Back in late 2013, Atlanta-based band Sevendust partnered up with PledgeMusic for a direct-to-fan campaign to help fund the creation of a brand new album. Over the course of the first few days of the campaign their goal was not only reached, but smashed out of the park. Time Travelers & Bonfires, the bands tenth studio album was turned from possibility to reality. The album is a mix of new songs and re-recorded classics which were decided on after a large amount of input from Sevendust’s fan base. This band/fan relationship Sevendust has created seems to continue to be of the upmost importance, proved only more so by the fact they have now reached 225% of their original target, and the speed at which that goal was realised. It was these fans have been eager for Sevendust to record an Acoustic studio album for years and Time Travelers & Bonfires is the answer to those calls. So lets see what it actually sounds like.

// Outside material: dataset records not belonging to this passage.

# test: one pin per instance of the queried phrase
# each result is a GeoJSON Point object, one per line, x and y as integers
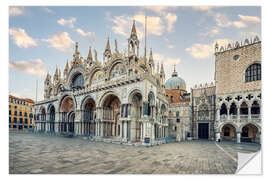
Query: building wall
{"type": "Point", "coordinates": [230, 74]}
{"type": "Point", "coordinates": [203, 95]}
{"type": "Point", "coordinates": [24, 106]}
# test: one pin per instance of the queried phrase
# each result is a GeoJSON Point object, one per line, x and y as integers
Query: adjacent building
{"type": "Point", "coordinates": [21, 113]}
{"type": "Point", "coordinates": [125, 97]}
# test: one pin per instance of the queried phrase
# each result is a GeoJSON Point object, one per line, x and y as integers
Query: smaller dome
{"type": "Point", "coordinates": [175, 82]}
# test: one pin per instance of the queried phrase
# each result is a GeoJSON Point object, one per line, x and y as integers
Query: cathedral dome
{"type": "Point", "coordinates": [175, 82]}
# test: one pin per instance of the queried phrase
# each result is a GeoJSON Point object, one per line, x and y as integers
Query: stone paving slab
{"type": "Point", "coordinates": [43, 154]}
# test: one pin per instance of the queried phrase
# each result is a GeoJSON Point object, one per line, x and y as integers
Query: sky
{"type": "Point", "coordinates": [41, 38]}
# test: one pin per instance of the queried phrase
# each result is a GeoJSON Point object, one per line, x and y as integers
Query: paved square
{"type": "Point", "coordinates": [44, 154]}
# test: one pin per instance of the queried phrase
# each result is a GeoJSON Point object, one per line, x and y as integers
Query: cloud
{"type": "Point", "coordinates": [61, 42]}
{"type": "Point", "coordinates": [122, 25]}
{"type": "Point", "coordinates": [204, 51]}
{"type": "Point", "coordinates": [239, 24]}
{"type": "Point", "coordinates": [171, 19]}
{"type": "Point", "coordinates": [250, 19]}
{"type": "Point", "coordinates": [85, 34]}
{"type": "Point", "coordinates": [47, 10]}
{"type": "Point", "coordinates": [67, 22]}
{"type": "Point", "coordinates": [200, 51]}
{"type": "Point", "coordinates": [249, 34]}
{"type": "Point", "coordinates": [21, 38]}
{"type": "Point", "coordinates": [34, 67]}
{"type": "Point", "coordinates": [15, 11]}
{"type": "Point", "coordinates": [203, 8]}
{"type": "Point", "coordinates": [159, 9]}
{"type": "Point", "coordinates": [167, 61]}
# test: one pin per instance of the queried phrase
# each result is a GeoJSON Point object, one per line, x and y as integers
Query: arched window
{"type": "Point", "coordinates": [203, 111]}
{"type": "Point", "coordinates": [223, 110]}
{"type": "Point", "coordinates": [253, 73]}
{"type": "Point", "coordinates": [233, 109]}
{"type": "Point", "coordinates": [244, 109]}
{"type": "Point", "coordinates": [255, 108]}
{"type": "Point", "coordinates": [78, 81]}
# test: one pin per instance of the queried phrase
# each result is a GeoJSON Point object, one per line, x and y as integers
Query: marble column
{"type": "Point", "coordinates": [141, 131]}
{"type": "Point", "coordinates": [238, 137]}
{"type": "Point", "coordinates": [238, 113]}
{"type": "Point", "coordinates": [217, 136]}
{"type": "Point", "coordinates": [249, 113]}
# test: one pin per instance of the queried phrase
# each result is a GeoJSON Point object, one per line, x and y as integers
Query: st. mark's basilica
{"type": "Point", "coordinates": [126, 99]}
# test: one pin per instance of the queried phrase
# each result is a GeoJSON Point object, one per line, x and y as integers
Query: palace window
{"type": "Point", "coordinates": [226, 131]}
{"type": "Point", "coordinates": [253, 73]}
{"type": "Point", "coordinates": [78, 81]}
{"type": "Point", "coordinates": [117, 70]}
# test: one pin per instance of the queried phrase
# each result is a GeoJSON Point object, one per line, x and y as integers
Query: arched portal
{"type": "Point", "coordinates": [250, 133]}
{"type": "Point", "coordinates": [43, 120]}
{"type": "Point", "coordinates": [136, 114]}
{"type": "Point", "coordinates": [52, 119]}
{"type": "Point", "coordinates": [111, 114]}
{"type": "Point", "coordinates": [89, 116]}
{"type": "Point", "coordinates": [228, 132]}
{"type": "Point", "coordinates": [223, 111]}
{"type": "Point", "coordinates": [67, 115]}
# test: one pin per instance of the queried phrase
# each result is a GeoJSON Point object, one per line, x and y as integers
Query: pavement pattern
{"type": "Point", "coordinates": [45, 154]}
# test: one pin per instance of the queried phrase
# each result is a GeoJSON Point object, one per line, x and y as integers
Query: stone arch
{"type": "Point", "coordinates": [63, 97]}
{"type": "Point", "coordinates": [253, 123]}
{"type": "Point", "coordinates": [132, 93]}
{"type": "Point", "coordinates": [73, 74]}
{"type": "Point", "coordinates": [113, 64]}
{"type": "Point", "coordinates": [250, 132]}
{"type": "Point", "coordinates": [84, 101]}
{"type": "Point", "coordinates": [93, 72]}
{"type": "Point", "coordinates": [228, 123]}
{"type": "Point", "coordinates": [104, 95]}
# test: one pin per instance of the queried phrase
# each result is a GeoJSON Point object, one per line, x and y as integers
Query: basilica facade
{"type": "Point", "coordinates": [125, 98]}
{"type": "Point", "coordinates": [121, 99]}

Sevendust-TimeTravelers&BonfiresThe album is one of two halves. The first introducing us to six brand new tracks. After a career spanning music nicely lying on the heavier side of the spectrum, it was always going to be interesting to see how Sevendust adapted to writing with acoustic guitars in mind and adapting their back catalogue to suit. There are some bands this comes naturally for. Alice in Chains and Nirvana are both good examples of re-working their material for unplugged concerts, the former even at times writing acoustically too.

When Come Down rolls over our ears, its clear Sevendust has the knack for it. Everything has been stripped down, as expected. The drums begin raw, the acoustic guitars ring out with a certain organic feel, and Lajon Witherspoon’s vocals sit comfortably in the mix, not overpowering at all, as one could be forgiven to expect. As far as the writing goes it’s classic Sevendust. Strong yet catchy choruses, progressive arrangements and clever guitar work throughout. The Wait is perhaps the most unplugged new track, but blossoms into one of the biggest with the help of classical instrumentation to add some fairly epic soundscapes. Bonfire rounds out the new music rather well. It’s jumpy, rocky and includes great guitar work from Clint Lowery and John Connolly. It perhaps showcases their transition from hard rock to acoustic fretwork the best we’ve heard so far this listen. 

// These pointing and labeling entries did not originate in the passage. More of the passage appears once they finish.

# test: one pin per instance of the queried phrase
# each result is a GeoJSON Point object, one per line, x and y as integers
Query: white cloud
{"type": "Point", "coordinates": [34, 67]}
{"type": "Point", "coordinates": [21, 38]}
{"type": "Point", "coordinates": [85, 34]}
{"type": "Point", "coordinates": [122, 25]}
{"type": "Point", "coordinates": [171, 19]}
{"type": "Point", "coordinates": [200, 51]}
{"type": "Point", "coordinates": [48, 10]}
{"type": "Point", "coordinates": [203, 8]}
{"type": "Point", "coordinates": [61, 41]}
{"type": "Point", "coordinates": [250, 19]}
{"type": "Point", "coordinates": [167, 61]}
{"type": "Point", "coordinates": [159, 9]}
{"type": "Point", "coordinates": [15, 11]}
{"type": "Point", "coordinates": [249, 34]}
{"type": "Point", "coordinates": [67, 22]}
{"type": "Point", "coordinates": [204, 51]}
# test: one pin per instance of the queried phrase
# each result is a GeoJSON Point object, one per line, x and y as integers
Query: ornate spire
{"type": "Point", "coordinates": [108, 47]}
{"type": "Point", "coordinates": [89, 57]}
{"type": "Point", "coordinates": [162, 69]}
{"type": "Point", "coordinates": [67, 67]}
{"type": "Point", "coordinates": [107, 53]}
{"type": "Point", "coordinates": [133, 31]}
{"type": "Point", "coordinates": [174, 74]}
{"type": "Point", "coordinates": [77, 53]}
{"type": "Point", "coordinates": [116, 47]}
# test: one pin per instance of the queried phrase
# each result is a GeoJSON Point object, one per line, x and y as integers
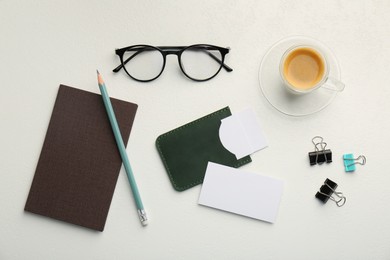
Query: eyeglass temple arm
{"type": "Point", "coordinates": [226, 67]}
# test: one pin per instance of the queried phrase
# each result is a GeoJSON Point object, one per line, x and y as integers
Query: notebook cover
{"type": "Point", "coordinates": [79, 163]}
{"type": "Point", "coordinates": [186, 151]}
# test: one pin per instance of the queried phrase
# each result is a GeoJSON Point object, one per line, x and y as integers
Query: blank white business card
{"type": "Point", "coordinates": [241, 192]}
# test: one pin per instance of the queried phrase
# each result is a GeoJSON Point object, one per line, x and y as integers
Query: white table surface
{"type": "Point", "coordinates": [47, 43]}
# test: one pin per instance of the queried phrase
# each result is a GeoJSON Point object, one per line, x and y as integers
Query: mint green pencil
{"type": "Point", "coordinates": [122, 150]}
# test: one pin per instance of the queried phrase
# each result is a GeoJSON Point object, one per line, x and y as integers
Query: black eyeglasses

The second half of the record is built up on  those old classics stripped down and re-recorded. Songs like Gone, Karma and Black have been re-worked and draw attention to the bands writing and arranging rather than focusing on big productions. It’s a familiar listening journey for fans of Sevendust, and definitely an interesting take on their old material that will keep fans entertained.

At times the album isn’t 100% acoustic. A number of guitar solos scream around here and there, often drowning out everything else and taking attention away from the unplugged vibe. What would be a chugging riff on an electric guitar is just played with a harsh synthesizer instead and produced to sound pretty similar to that of an overdriven electric guitar. This can leave you thinking the band haven’t completely committed to the acoustic cause, and at times the sound sits in between the two genres, and not entirely comfortably.

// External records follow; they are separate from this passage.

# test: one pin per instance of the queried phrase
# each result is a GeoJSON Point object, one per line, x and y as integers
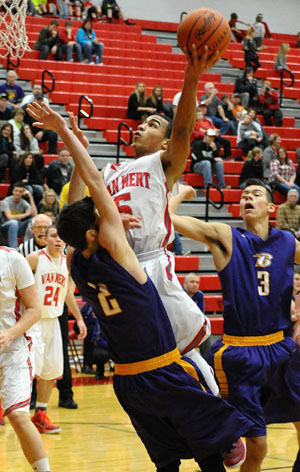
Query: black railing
{"type": "Point", "coordinates": [208, 202]}
{"type": "Point", "coordinates": [45, 87]}
{"type": "Point", "coordinates": [282, 82]}
{"type": "Point", "coordinates": [10, 63]}
{"type": "Point", "coordinates": [83, 113]}
{"type": "Point", "coordinates": [122, 140]}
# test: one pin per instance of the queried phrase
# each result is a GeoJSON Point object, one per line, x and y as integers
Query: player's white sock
{"type": "Point", "coordinates": [42, 465]}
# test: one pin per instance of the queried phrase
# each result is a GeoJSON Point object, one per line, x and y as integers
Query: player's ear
{"type": "Point", "coordinates": [165, 143]}
{"type": "Point", "coordinates": [91, 235]}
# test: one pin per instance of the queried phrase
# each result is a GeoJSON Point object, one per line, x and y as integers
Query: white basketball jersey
{"type": "Point", "coordinates": [139, 187]}
{"type": "Point", "coordinates": [51, 277]}
{"type": "Point", "coordinates": [15, 274]}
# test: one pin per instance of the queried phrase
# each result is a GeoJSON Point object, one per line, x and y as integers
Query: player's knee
{"type": "Point", "coordinates": [256, 448]}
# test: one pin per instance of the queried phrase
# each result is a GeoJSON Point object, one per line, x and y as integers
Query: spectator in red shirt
{"type": "Point", "coordinates": [269, 101]}
{"type": "Point", "coordinates": [69, 44]}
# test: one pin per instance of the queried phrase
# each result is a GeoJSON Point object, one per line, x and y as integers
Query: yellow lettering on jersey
{"type": "Point", "coordinates": [264, 259]}
{"type": "Point", "coordinates": [110, 306]}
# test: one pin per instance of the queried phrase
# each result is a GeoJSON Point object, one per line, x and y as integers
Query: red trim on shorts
{"type": "Point", "coordinates": [197, 339]}
{"type": "Point", "coordinates": [167, 220]}
{"type": "Point", "coordinates": [16, 406]}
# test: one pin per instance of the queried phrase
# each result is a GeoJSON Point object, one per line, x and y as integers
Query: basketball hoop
{"type": "Point", "coordinates": [12, 28]}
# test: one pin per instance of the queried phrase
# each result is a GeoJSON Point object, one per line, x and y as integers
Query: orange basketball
{"type": "Point", "coordinates": [204, 27]}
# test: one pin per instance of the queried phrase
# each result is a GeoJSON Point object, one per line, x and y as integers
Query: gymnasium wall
{"type": "Point", "coordinates": [282, 16]}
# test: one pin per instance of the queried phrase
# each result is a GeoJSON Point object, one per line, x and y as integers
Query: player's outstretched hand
{"type": "Point", "coordinates": [77, 131]}
{"type": "Point", "coordinates": [82, 329]}
{"type": "Point", "coordinates": [45, 117]}
{"type": "Point", "coordinates": [197, 66]}
{"type": "Point", "coordinates": [130, 221]}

Regardless, there is enough new material to keep fans thoroughly interested. It’s a good effort at writing acoustically and seems to be a good fit with the band, which is why the second half of the record was always going to work. Classic tracks re-visited with a stripped back approach was what fans have been wanting for years. Throw in some new music and Time Travelers & Bonfires has well and truly delivered.